Somatic and germline mutagenesis assayed by the unstable zeste-white test in Drosophila melanogaster.

Abstract

This investigation is an attempt to compare mutation rates in germinal and somatic cells by the use of the unstable zeste-white assay in Drosophila melanogaster. In this system it is possible to use the same genetic end point to measure both somatic mutations (aberrantly pigmented spots in the eyes of adult flies) and germinal mutations (males with aberrantly pigmented eyes). We used two mutagens, formaldehyde and methylmethane sulphonate (MMS), to induce mutations and two different routes of mutagen administration, larval feeding and adult feeding, and scored mutations in somatic as well as germinal cells. Both types of tissues were susceptible to MMS mutagenesis, showing elevated frequencies of both germline mutations and eye spots.
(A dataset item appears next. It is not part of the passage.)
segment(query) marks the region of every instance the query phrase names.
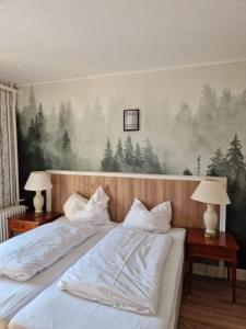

Formaldehyde, however, gave no increase in the germinal mutation rate but caused somatic mutations. These were found after larval exposure, but also among the offspring of exposed males, as formation of delayed somatic mutations. The results show that somatic cells are much more sensitive in monitoring induced mutations than germinal cells in this system. We also found that spontaneous mutation rate among germinal cells is 200 times higher than that in somatic cells, which presumably is due to the involvement of a mobile element.